How to Make It Through Cold and Flu Season

you may not be able to prevent You may get a cold or the flu, but you can greatly reduce your chances of getting a cold or the flu and also reduce the chances of getting a serious condition if you do get sick. The well-established advice given to keep you healthy also protects others by reducing the spread of these diseases.

get a flu shot

According to the CDC, “The best way to reduce the risk of seasonal flu and its potentially serious complications is to get vaccinated each year.”

Many health professionals, including infectious disease specialist Steven Gordon, MD, at the Cleveland Clinic, and infectious disease clinical pharmacist Kaitlyn Rivard, PharmD, say the best time to get vaccinated is in September or October, when new annual versions of the vaccines typically become available in North America. But don’t worry if you missed that window, because the second best time is “right now.”

Elena Diskin and Lisa Solot, two respiratory specialists at the Virginia Department of Health, and Christy Gray, director of the vaccination division there, all agree that there is still time to get the annual flu vaccine. “The season runs from October to late April,” he wrote in an email, “we typically see the most flu activity in January and February.” So yes, if you haven’t had the flu vaccine yet it’s still worth getting it.

Flu vaccines can’t give you the flu

Although it is possible to feel unwell after getting a flu vaccine, you cannot get the flu from it. In public health information about flu vaccines last updated in 2024, CDC confirms that, “Flu vaccines cannot cause flu illness. Injectable flu vaccines (i.e., flu vaccines) are made from either inactivated (killed) virus, or from only one protein of the influenza virus.” According to the CDC, the nasal spray vaccine, which is for people ages 2 to 49, and which you can give at home, “contains live viruses that have been attenuated (weakened) so that they will not cause disease.”

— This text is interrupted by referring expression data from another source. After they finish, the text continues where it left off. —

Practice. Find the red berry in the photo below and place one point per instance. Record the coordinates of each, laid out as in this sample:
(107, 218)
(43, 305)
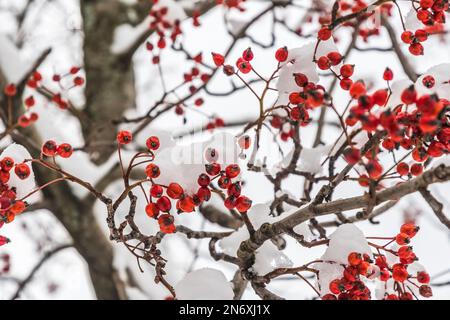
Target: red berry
(247, 55)
(166, 223)
(416, 49)
(423, 277)
(323, 63)
(357, 89)
(212, 169)
(354, 259)
(64, 150)
(124, 137)
(152, 143)
(22, 170)
(347, 70)
(402, 239)
(49, 148)
(352, 155)
(152, 171)
(416, 169)
(402, 169)
(164, 204)
(152, 210)
(324, 34)
(388, 75)
(203, 180)
(7, 164)
(232, 171)
(218, 59)
(334, 57)
(407, 37)
(156, 191)
(10, 90)
(243, 204)
(175, 191)
(281, 54)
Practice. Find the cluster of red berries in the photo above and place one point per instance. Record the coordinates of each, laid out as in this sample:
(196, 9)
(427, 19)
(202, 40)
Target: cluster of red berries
(10, 206)
(351, 286)
(161, 196)
(51, 149)
(236, 4)
(5, 263)
(430, 13)
(28, 118)
(424, 130)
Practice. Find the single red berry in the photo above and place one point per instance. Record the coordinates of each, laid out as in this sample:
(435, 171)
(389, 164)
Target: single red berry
(357, 89)
(354, 259)
(334, 57)
(352, 155)
(124, 137)
(426, 291)
(166, 223)
(423, 277)
(243, 204)
(218, 59)
(175, 191)
(402, 239)
(281, 54)
(323, 63)
(7, 164)
(186, 204)
(407, 37)
(224, 182)
(243, 66)
(152, 210)
(152, 171)
(388, 74)
(203, 180)
(64, 150)
(22, 170)
(244, 142)
(230, 202)
(212, 169)
(49, 148)
(247, 55)
(204, 194)
(347, 70)
(402, 169)
(232, 171)
(156, 191)
(29, 102)
(324, 34)
(78, 81)
(399, 273)
(152, 143)
(10, 90)
(416, 49)
(416, 169)
(428, 81)
(410, 229)
(164, 204)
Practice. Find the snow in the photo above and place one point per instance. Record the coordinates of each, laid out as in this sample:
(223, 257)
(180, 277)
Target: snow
(13, 67)
(268, 257)
(302, 58)
(175, 10)
(18, 153)
(345, 239)
(204, 284)
(183, 163)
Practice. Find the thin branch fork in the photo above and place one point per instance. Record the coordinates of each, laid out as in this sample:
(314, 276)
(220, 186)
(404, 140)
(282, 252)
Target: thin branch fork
(267, 231)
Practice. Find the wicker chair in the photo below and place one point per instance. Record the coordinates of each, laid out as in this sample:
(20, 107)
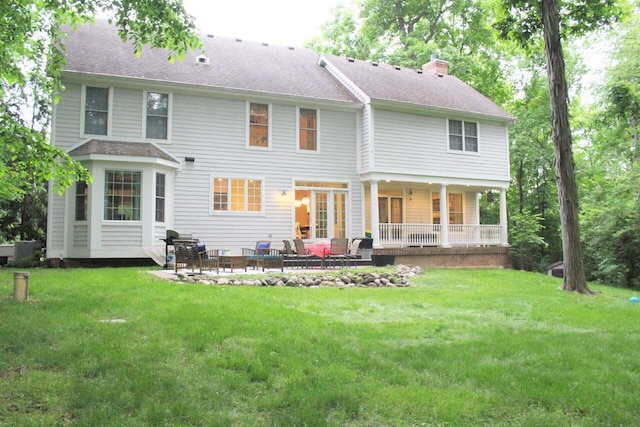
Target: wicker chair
(254, 255)
(189, 253)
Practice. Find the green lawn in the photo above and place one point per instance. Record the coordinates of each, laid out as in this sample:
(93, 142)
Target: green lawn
(458, 347)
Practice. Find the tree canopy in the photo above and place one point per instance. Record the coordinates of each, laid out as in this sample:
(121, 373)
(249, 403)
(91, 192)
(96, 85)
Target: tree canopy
(31, 63)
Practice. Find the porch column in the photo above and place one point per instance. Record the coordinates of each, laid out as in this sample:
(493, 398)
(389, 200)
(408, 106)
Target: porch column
(504, 232)
(444, 217)
(375, 215)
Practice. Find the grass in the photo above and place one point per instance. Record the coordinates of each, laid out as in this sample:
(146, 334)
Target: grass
(458, 347)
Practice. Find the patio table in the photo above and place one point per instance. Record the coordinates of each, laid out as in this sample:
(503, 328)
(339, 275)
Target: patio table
(319, 249)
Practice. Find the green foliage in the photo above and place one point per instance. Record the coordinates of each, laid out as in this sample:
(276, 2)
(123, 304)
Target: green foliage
(458, 347)
(526, 241)
(31, 63)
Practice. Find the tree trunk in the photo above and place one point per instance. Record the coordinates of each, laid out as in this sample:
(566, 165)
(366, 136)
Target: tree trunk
(574, 278)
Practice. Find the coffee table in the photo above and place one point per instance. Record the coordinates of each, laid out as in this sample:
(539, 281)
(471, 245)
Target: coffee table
(233, 261)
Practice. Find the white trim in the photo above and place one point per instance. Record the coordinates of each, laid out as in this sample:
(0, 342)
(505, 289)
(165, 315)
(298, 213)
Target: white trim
(262, 180)
(269, 146)
(298, 149)
(83, 102)
(463, 151)
(169, 116)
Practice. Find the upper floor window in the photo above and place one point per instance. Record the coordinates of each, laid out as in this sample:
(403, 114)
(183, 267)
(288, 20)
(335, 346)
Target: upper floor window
(122, 195)
(157, 115)
(308, 129)
(237, 195)
(463, 136)
(82, 194)
(96, 110)
(160, 196)
(258, 125)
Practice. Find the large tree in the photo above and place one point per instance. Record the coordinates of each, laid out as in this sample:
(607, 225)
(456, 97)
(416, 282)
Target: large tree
(31, 63)
(523, 21)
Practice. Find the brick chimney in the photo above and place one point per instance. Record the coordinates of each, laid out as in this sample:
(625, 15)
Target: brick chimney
(436, 66)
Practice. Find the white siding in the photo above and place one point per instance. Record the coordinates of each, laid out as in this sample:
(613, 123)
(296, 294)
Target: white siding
(127, 113)
(410, 143)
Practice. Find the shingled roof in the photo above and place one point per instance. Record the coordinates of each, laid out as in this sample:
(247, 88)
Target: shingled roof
(410, 86)
(119, 148)
(271, 69)
(232, 64)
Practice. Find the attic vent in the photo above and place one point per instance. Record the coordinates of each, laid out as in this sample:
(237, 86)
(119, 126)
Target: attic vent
(202, 60)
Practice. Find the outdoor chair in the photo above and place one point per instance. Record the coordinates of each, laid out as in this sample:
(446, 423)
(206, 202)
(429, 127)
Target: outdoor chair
(270, 258)
(337, 251)
(352, 255)
(190, 253)
(301, 253)
(253, 255)
(288, 254)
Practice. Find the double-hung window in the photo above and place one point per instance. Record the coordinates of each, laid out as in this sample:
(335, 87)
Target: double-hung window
(157, 115)
(463, 136)
(96, 110)
(160, 196)
(122, 191)
(258, 125)
(237, 195)
(308, 129)
(82, 195)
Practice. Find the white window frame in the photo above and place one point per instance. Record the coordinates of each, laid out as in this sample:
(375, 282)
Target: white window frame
(464, 142)
(139, 196)
(213, 178)
(269, 125)
(298, 148)
(169, 115)
(83, 102)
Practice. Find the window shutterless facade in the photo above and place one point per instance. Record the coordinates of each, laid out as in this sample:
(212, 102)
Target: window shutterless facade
(157, 115)
(160, 196)
(96, 110)
(122, 190)
(259, 125)
(237, 195)
(82, 196)
(463, 136)
(307, 129)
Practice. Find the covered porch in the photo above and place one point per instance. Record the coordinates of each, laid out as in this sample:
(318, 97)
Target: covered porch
(402, 214)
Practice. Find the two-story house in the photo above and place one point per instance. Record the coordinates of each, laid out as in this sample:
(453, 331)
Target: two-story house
(248, 141)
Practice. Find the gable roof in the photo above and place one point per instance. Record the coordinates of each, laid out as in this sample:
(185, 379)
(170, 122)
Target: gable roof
(232, 64)
(409, 86)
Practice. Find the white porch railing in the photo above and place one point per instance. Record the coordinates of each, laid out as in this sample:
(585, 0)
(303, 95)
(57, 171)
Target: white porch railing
(430, 235)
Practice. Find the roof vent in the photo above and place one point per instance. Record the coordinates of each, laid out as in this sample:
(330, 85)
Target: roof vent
(202, 60)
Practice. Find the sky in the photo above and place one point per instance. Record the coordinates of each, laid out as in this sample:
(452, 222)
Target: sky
(281, 22)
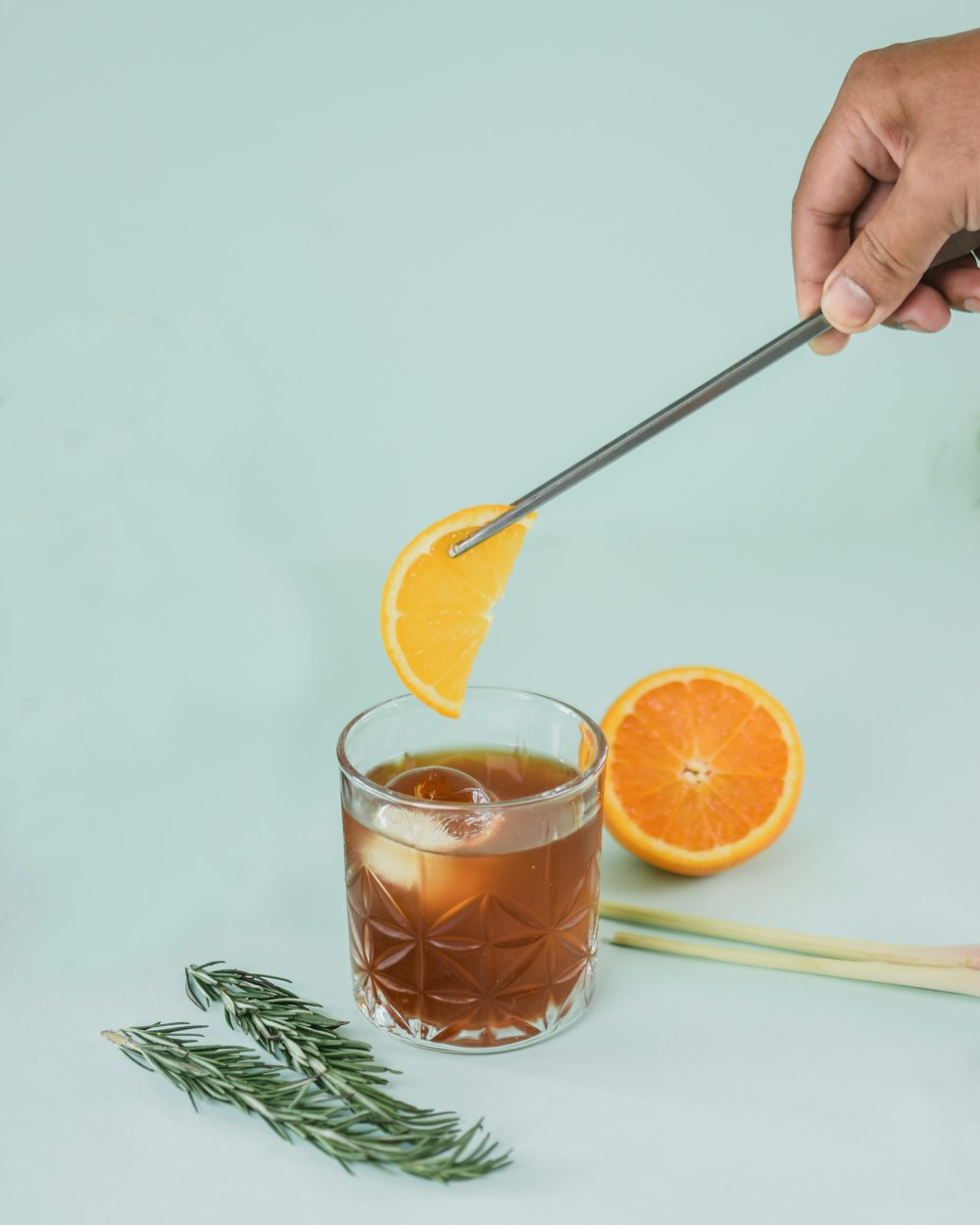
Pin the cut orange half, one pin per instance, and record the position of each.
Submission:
(705, 769)
(436, 609)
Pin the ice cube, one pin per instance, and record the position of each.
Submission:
(466, 822)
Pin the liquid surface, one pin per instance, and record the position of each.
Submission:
(465, 929)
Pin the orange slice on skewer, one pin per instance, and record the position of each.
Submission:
(436, 609)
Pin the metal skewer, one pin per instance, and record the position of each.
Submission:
(960, 245)
(714, 387)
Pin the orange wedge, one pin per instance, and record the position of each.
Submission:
(705, 769)
(436, 609)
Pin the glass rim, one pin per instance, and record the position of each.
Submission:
(578, 783)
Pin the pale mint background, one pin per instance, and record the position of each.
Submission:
(279, 284)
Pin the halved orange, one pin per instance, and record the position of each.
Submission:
(705, 769)
(436, 609)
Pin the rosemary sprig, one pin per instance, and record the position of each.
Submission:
(298, 1108)
(295, 1033)
(334, 1103)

However, it takes up to two weeks after vaccination to have its full effect. This means that if you were exposed to the flu virus just before or two weeks after getting the vaccine, you could get sick, but it would not be caused by the vaccine.

Flu vaccines are highly effective at preventing serious illness

The flu vaccine changes every year depending on which strain of the virus experts believe will be prevalent, and although it is not foolproof, it is highly effective at preventing serious illness. For example, in the 2024-2025 season, flu vaccines were 56 percent effective, which is higher than in nearly 15 years.

“Vaccine effectiveness is measured by comparing the frequency of health outcomes (for example, symptomatic disease, hospitalization, death) in vaccinated and unvaccinated people in the real world,” say Diskin, Solot and Gray at the Virginia Department of Health. effectiveness is different from efficacyWhich measures outcomes in controlled trials.

“In plain language, [vaccine effectiveness] It describes how much less likely a vaccinated person is to get sick than an unvaccinated person, based on real-world data,” says Sai Paritala, an assistant professor and former epidemiologist at the University of Nebraska Medical Center College of Public Health.